In the House of Representatives' Ethics Committee announcement of the probe, it said its 10 bipartisan members had voted unanimously to form an investigative subcommittee on May 11.

The ethics panel said the inquiry would seek to determine whether Cawthorn may have "improperly promoted a cryptocurrency in which he may have had an undisclosed financial interest, and engaged in an improper relationship with an individual employed on his congressional staff."

The committee also cautioned that the decision to open an investigation "does not itself indicate that any violation has occurred."

Blake Harp, Cawthorn's chief of staff, said in a statement: "We welcome the opportunity to prove that Congressman Cawthorn committed no wrongdoing and that he was falsely accused by partisan adversaries for political gain."

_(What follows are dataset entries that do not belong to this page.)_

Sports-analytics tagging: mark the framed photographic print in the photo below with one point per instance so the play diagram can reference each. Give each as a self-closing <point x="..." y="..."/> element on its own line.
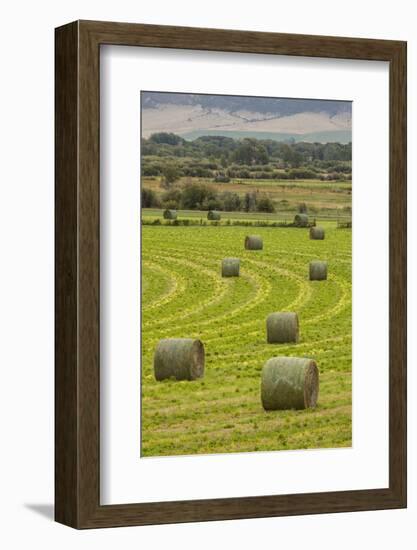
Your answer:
<point x="230" y="274"/>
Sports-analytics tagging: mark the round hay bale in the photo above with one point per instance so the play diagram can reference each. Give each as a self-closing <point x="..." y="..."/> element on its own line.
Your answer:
<point x="289" y="383"/>
<point x="170" y="214"/>
<point x="253" y="242"/>
<point x="301" y="220"/>
<point x="213" y="215"/>
<point x="230" y="267"/>
<point x="282" y="328"/>
<point x="318" y="271"/>
<point x="317" y="233"/>
<point x="180" y="358"/>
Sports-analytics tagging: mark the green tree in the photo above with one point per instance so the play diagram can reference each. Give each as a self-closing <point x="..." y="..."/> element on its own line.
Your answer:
<point x="170" y="174"/>
<point x="251" y="151"/>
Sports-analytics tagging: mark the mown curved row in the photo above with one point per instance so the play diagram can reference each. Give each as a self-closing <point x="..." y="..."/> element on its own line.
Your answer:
<point x="183" y="295"/>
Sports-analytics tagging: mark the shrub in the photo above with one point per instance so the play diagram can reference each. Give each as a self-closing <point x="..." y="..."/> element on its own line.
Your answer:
<point x="265" y="204"/>
<point x="149" y="198"/>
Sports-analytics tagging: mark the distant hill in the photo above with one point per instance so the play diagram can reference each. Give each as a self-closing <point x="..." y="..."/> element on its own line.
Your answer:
<point x="193" y="115"/>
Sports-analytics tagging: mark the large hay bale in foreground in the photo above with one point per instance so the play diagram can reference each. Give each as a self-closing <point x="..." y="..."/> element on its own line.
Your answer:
<point x="180" y="358"/>
<point x="282" y="327"/>
<point x="230" y="267"/>
<point x="289" y="383"/>
<point x="318" y="271"/>
<point x="317" y="233"/>
<point x="301" y="220"/>
<point x="213" y="215"/>
<point x="170" y="214"/>
<point x="253" y="242"/>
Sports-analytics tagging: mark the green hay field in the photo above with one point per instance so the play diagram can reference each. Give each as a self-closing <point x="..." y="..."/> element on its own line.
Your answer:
<point x="183" y="295"/>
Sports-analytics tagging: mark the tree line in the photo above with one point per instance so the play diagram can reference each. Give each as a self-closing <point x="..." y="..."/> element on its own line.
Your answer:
<point x="196" y="196"/>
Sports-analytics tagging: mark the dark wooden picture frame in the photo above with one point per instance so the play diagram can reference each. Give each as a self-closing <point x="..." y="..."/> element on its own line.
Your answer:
<point x="77" y="333"/>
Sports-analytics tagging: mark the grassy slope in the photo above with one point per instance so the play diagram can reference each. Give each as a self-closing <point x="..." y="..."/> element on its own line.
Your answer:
<point x="184" y="296"/>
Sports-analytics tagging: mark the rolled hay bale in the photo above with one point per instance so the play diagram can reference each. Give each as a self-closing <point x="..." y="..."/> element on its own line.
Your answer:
<point x="282" y="327"/>
<point x="213" y="215"/>
<point x="317" y="233"/>
<point x="230" y="267"/>
<point x="253" y="242"/>
<point x="301" y="220"/>
<point x="289" y="383"/>
<point x="318" y="271"/>
<point x="170" y="214"/>
<point x="180" y="358"/>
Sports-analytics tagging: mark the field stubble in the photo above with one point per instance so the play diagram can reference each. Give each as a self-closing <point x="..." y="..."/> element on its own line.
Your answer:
<point x="183" y="295"/>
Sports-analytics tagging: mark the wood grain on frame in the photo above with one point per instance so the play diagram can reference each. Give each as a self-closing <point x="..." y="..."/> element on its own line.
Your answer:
<point x="77" y="331"/>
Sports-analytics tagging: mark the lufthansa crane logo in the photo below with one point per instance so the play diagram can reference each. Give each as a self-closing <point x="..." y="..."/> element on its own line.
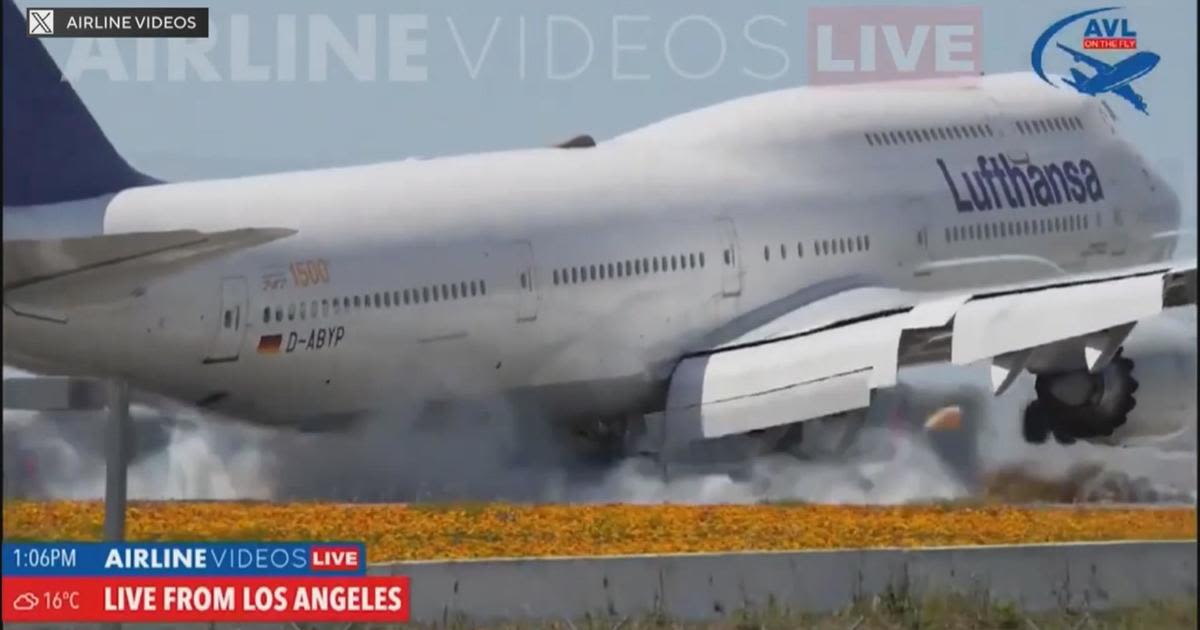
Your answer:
<point x="1102" y="35"/>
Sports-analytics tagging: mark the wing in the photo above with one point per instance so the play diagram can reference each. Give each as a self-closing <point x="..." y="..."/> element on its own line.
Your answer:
<point x="1134" y="99"/>
<point x="1101" y="66"/>
<point x="827" y="357"/>
<point x="42" y="276"/>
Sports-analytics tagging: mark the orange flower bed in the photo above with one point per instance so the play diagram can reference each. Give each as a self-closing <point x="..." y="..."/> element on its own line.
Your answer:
<point x="490" y="531"/>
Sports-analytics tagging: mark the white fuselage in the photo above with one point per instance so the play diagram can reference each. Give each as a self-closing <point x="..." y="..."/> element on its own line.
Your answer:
<point x="580" y="276"/>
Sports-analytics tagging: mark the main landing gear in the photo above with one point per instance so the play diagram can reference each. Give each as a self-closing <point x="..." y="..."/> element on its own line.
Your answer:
<point x="1080" y="405"/>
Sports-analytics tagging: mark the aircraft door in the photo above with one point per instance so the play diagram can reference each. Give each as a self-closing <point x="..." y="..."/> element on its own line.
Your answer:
<point x="527" y="285"/>
<point x="231" y="321"/>
<point x="730" y="258"/>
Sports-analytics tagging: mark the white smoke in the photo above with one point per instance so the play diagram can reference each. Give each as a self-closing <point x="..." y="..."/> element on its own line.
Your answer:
<point x="483" y="453"/>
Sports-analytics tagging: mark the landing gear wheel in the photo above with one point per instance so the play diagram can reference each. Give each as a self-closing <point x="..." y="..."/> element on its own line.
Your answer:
<point x="1079" y="405"/>
<point x="1036" y="424"/>
<point x="598" y="442"/>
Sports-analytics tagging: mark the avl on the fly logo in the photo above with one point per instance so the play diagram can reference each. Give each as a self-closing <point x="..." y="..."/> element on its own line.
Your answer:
<point x="870" y="43"/>
<point x="1110" y="66"/>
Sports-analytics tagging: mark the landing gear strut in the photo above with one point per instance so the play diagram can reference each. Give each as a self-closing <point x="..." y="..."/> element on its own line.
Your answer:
<point x="1079" y="405"/>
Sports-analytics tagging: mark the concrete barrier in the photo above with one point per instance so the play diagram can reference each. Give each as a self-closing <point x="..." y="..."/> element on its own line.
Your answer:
<point x="694" y="587"/>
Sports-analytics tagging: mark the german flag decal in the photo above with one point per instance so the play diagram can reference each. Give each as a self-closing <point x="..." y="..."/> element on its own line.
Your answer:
<point x="270" y="343"/>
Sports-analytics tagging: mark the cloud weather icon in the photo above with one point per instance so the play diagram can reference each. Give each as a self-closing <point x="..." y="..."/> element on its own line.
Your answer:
<point x="25" y="601"/>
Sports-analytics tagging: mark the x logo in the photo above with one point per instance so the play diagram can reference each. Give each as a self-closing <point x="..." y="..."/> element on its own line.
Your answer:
<point x="41" y="21"/>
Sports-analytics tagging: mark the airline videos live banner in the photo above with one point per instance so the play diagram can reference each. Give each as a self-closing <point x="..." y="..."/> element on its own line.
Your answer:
<point x="179" y="582"/>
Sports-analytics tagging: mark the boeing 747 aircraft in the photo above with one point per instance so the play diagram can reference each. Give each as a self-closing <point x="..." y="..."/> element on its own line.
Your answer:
<point x="745" y="268"/>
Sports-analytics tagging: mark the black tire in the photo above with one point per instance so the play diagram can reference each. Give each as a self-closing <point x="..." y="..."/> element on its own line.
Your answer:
<point x="1105" y="409"/>
<point x="1036" y="425"/>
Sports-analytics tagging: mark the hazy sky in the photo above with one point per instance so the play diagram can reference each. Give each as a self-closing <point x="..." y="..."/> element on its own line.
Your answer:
<point x="483" y="75"/>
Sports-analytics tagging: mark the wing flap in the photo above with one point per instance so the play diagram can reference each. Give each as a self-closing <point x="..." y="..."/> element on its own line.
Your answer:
<point x="990" y="327"/>
<point x="801" y="367"/>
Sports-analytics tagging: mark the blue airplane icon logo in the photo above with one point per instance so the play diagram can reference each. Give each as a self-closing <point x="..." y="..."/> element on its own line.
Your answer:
<point x="1113" y="78"/>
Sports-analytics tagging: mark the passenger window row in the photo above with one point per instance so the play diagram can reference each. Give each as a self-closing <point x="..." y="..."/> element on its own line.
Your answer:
<point x="1005" y="229"/>
<point x="634" y="267"/>
<point x="1029" y="127"/>
<point x="958" y="132"/>
<point x="324" y="307"/>
<point x="822" y="247"/>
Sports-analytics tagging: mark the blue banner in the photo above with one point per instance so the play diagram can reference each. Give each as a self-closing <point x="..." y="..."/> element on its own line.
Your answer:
<point x="211" y="559"/>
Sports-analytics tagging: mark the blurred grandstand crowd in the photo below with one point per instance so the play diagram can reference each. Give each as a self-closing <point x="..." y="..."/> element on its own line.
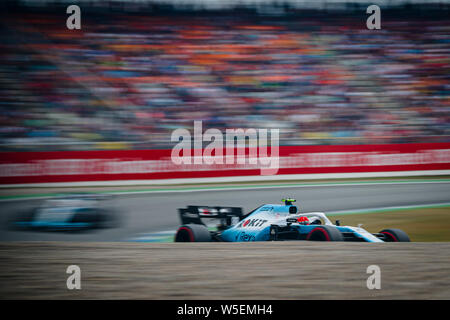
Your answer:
<point x="128" y="80"/>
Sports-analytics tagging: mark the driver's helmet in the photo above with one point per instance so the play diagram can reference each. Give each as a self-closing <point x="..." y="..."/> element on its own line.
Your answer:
<point x="303" y="220"/>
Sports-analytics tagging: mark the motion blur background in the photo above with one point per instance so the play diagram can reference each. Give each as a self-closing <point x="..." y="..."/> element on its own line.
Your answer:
<point x="370" y="106"/>
<point x="137" y="70"/>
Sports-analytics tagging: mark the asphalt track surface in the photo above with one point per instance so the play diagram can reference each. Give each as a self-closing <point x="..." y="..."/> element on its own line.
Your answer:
<point x="152" y="212"/>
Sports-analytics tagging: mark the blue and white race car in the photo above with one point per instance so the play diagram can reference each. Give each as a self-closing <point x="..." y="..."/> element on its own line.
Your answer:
<point x="272" y="222"/>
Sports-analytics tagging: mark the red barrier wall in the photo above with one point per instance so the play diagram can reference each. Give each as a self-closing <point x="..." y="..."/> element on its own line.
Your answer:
<point x="78" y="166"/>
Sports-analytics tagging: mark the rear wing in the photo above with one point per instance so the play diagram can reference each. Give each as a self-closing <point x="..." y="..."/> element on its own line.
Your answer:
<point x="195" y="214"/>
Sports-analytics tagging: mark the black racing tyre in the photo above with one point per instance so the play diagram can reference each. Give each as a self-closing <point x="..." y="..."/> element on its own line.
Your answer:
<point x="395" y="235"/>
<point x="325" y="233"/>
<point x="193" y="233"/>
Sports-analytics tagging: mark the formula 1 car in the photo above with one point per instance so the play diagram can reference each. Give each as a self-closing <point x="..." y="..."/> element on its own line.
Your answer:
<point x="272" y="222"/>
<point x="73" y="212"/>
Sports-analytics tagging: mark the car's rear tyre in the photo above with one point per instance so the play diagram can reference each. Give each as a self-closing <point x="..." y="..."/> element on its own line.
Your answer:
<point x="193" y="233"/>
<point x="395" y="235"/>
<point x="325" y="233"/>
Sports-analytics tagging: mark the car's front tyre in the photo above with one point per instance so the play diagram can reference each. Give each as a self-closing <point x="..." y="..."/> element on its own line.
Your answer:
<point x="193" y="233"/>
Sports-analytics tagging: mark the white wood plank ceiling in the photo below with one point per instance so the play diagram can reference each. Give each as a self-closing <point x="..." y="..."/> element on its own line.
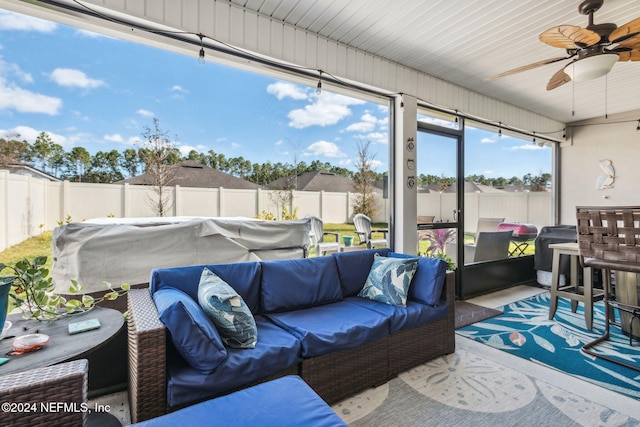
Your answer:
<point x="466" y="41"/>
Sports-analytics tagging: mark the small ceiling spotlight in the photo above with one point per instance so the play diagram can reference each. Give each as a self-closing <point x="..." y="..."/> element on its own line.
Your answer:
<point x="201" y="60"/>
<point x="319" y="86"/>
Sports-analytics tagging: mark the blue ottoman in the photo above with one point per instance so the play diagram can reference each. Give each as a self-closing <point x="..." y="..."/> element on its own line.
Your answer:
<point x="286" y="401"/>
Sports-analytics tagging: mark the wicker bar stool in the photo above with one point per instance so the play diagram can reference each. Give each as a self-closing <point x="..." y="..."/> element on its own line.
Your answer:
<point x="609" y="239"/>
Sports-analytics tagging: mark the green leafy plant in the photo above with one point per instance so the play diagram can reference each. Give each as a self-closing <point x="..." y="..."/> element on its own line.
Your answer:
<point x="32" y="292"/>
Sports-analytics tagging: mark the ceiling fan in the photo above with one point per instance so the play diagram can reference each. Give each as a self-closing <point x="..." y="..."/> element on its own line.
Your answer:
<point x="593" y="50"/>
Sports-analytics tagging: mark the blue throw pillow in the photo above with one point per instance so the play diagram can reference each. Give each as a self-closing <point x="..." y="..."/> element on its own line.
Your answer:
<point x="191" y="331"/>
<point x="389" y="280"/>
<point x="428" y="280"/>
<point x="228" y="311"/>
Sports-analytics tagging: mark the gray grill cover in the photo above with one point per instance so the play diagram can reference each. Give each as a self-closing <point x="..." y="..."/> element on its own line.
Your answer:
<point x="125" y="250"/>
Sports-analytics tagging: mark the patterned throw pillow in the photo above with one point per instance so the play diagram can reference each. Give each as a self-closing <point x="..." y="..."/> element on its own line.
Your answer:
<point x="389" y="280"/>
<point x="227" y="310"/>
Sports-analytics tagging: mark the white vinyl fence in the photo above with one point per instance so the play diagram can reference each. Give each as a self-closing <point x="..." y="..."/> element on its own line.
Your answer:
<point x="29" y="206"/>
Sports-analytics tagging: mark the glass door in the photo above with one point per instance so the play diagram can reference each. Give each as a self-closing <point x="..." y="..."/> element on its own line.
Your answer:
<point x="440" y="190"/>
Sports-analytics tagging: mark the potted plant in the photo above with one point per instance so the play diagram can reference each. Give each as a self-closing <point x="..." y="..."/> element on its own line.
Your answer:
<point x="438" y="240"/>
<point x="33" y="292"/>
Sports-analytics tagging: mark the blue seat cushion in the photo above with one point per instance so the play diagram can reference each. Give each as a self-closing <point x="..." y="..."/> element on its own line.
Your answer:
<point x="284" y="402"/>
<point x="276" y="350"/>
<point x="354" y="267"/>
<point x="426" y="286"/>
<point x="413" y="314"/>
<point x="193" y="334"/>
<point x="332" y="327"/>
<point x="244" y="277"/>
<point x="298" y="283"/>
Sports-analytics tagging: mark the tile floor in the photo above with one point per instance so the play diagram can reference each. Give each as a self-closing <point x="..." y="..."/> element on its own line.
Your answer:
<point x="119" y="407"/>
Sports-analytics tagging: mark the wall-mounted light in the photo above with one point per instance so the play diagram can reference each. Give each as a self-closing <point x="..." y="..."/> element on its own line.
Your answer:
<point x="319" y="86"/>
<point x="201" y="60"/>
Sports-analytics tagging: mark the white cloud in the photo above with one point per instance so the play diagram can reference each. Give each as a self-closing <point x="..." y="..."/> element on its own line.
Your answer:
<point x="376" y="164"/>
<point x="324" y="148"/>
<point x="367" y="123"/>
<point x="116" y="137"/>
<point x="178" y="88"/>
<point x="377" y="138"/>
<point x="10" y="21"/>
<point x="69" y="77"/>
<point x="145" y="113"/>
<point x="283" y="90"/>
<point x="186" y="149"/>
<point x="532" y="146"/>
<point x="30" y="134"/>
<point x="21" y="100"/>
<point x="327" y="109"/>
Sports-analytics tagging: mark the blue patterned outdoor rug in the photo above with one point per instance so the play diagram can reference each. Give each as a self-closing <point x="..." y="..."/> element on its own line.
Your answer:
<point x="525" y="331"/>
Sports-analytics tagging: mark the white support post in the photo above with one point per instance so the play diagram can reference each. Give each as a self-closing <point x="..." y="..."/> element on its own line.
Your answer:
<point x="405" y="207"/>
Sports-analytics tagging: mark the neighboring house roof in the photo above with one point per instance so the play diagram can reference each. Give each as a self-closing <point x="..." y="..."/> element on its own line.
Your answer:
<point x="316" y="181"/>
<point x="19" y="168"/>
<point x="193" y="174"/>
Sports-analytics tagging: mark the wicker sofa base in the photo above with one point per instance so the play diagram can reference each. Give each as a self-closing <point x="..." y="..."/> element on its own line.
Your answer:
<point x="334" y="376"/>
<point x="340" y="374"/>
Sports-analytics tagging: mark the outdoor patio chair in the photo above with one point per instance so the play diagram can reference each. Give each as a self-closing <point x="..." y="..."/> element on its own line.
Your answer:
<point x="317" y="237"/>
<point x="364" y="232"/>
<point x="489" y="246"/>
<point x="609" y="239"/>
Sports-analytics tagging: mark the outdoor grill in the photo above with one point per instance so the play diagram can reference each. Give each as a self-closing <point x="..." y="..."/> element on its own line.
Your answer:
<point x="522" y="233"/>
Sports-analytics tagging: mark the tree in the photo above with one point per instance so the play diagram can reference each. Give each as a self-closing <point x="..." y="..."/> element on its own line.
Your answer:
<point x="363" y="181"/>
<point x="42" y="149"/>
<point x="159" y="156"/>
<point x="12" y="149"/>
<point x="130" y="162"/>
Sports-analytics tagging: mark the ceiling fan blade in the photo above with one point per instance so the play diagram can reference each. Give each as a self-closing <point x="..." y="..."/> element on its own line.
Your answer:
<point x="558" y="79"/>
<point x="569" y="37"/>
<point x="625" y="33"/>
<point x="527" y="67"/>
<point x="631" y="55"/>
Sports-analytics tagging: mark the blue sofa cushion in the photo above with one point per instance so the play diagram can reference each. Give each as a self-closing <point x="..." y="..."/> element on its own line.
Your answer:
<point x="354" y="267"/>
<point x="332" y="327"/>
<point x="275" y="351"/>
<point x="298" y="283"/>
<point x="244" y="277"/>
<point x="284" y="402"/>
<point x="426" y="287"/>
<point x="413" y="314"/>
<point x="389" y="279"/>
<point x="191" y="331"/>
<point x="228" y="311"/>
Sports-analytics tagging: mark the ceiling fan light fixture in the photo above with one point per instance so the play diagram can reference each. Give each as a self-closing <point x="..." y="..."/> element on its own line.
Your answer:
<point x="591" y="67"/>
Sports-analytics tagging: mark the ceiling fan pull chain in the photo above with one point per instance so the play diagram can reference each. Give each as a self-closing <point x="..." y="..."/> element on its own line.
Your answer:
<point x="606" y="96"/>
<point x="573" y="97"/>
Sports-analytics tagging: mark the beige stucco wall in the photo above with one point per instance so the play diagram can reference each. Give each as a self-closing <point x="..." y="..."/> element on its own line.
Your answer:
<point x="614" y="138"/>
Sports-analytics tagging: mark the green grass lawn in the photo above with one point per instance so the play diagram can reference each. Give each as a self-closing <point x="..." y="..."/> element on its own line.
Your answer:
<point x="41" y="245"/>
<point x="29" y="249"/>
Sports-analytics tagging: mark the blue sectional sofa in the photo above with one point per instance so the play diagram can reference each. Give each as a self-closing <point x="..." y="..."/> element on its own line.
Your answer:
<point x="310" y="322"/>
<point x="283" y="402"/>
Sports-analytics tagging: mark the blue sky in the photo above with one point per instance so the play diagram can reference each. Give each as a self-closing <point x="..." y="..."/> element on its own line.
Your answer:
<point x="100" y="93"/>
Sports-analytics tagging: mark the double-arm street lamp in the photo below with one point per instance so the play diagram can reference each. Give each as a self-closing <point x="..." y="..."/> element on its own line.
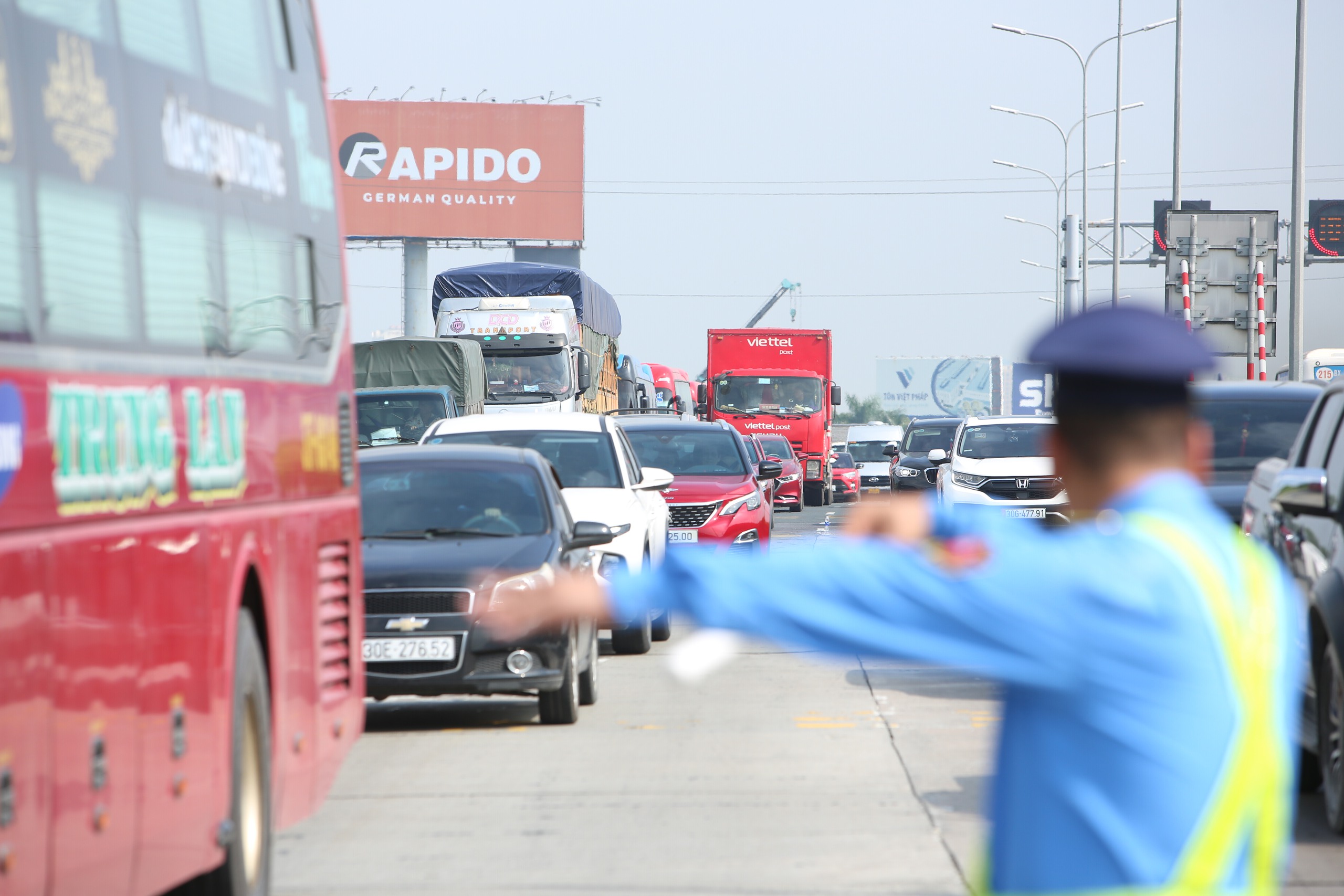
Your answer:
<point x="1083" y="64"/>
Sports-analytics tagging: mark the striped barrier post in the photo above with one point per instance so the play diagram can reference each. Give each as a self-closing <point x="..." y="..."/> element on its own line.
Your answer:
<point x="1260" y="315"/>
<point x="1184" y="292"/>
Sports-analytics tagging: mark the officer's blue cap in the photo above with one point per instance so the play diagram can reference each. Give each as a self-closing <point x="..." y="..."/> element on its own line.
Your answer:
<point x="1121" y="358"/>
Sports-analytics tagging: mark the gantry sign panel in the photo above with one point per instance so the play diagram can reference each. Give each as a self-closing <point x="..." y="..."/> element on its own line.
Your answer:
<point x="1222" y="249"/>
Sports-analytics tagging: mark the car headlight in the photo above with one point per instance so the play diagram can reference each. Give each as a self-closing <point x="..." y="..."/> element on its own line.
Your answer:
<point x="752" y="501"/>
<point x="522" y="583"/>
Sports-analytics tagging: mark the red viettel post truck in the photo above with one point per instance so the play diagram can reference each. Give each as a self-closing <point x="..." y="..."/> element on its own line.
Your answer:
<point x="777" y="382"/>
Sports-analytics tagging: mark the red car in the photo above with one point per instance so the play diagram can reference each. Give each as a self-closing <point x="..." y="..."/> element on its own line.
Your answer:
<point x="716" y="496"/>
<point x="788" y="488"/>
<point x="844" y="476"/>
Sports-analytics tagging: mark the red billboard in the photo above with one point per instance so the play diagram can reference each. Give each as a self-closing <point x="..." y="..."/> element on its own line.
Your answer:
<point x="460" y="170"/>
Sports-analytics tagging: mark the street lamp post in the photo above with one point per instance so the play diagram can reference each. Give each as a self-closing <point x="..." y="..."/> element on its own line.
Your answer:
<point x="1083" y="64"/>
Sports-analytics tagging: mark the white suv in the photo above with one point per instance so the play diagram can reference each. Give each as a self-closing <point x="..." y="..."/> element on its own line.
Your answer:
<point x="601" y="481"/>
<point x="1002" y="462"/>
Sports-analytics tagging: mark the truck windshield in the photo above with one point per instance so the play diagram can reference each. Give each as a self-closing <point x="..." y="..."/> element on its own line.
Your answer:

Cawthorn, at 26 the youngest member of Congress, lost his bid for re-election to state Senator Chuck Edwards in North Carolina's Republican primary, after a string of self-inflicted controversies turned major figures in the party against him.

The Washington Examiner reported in April that watchdog groups believed Cawthorn may have violated federal insider trading laws by promoting a cryptocurrency coin mocking President Joe Biden.

Cawthorn's re-election campaign had been riddled with embarrassing episodes including a nude video, his own claim that he was invited to a cocaine-fueled Washington orgy by leaders he respected, two attempts to carry a gun onto an airplane and his description of Ukrainian President Volodymyr Zelenskiy as a "thug."

Cawthorn was once seen as a rising star of the Republican Party and had been a staunch ally of former President Donald Trump, who had endorsed his re-election bid.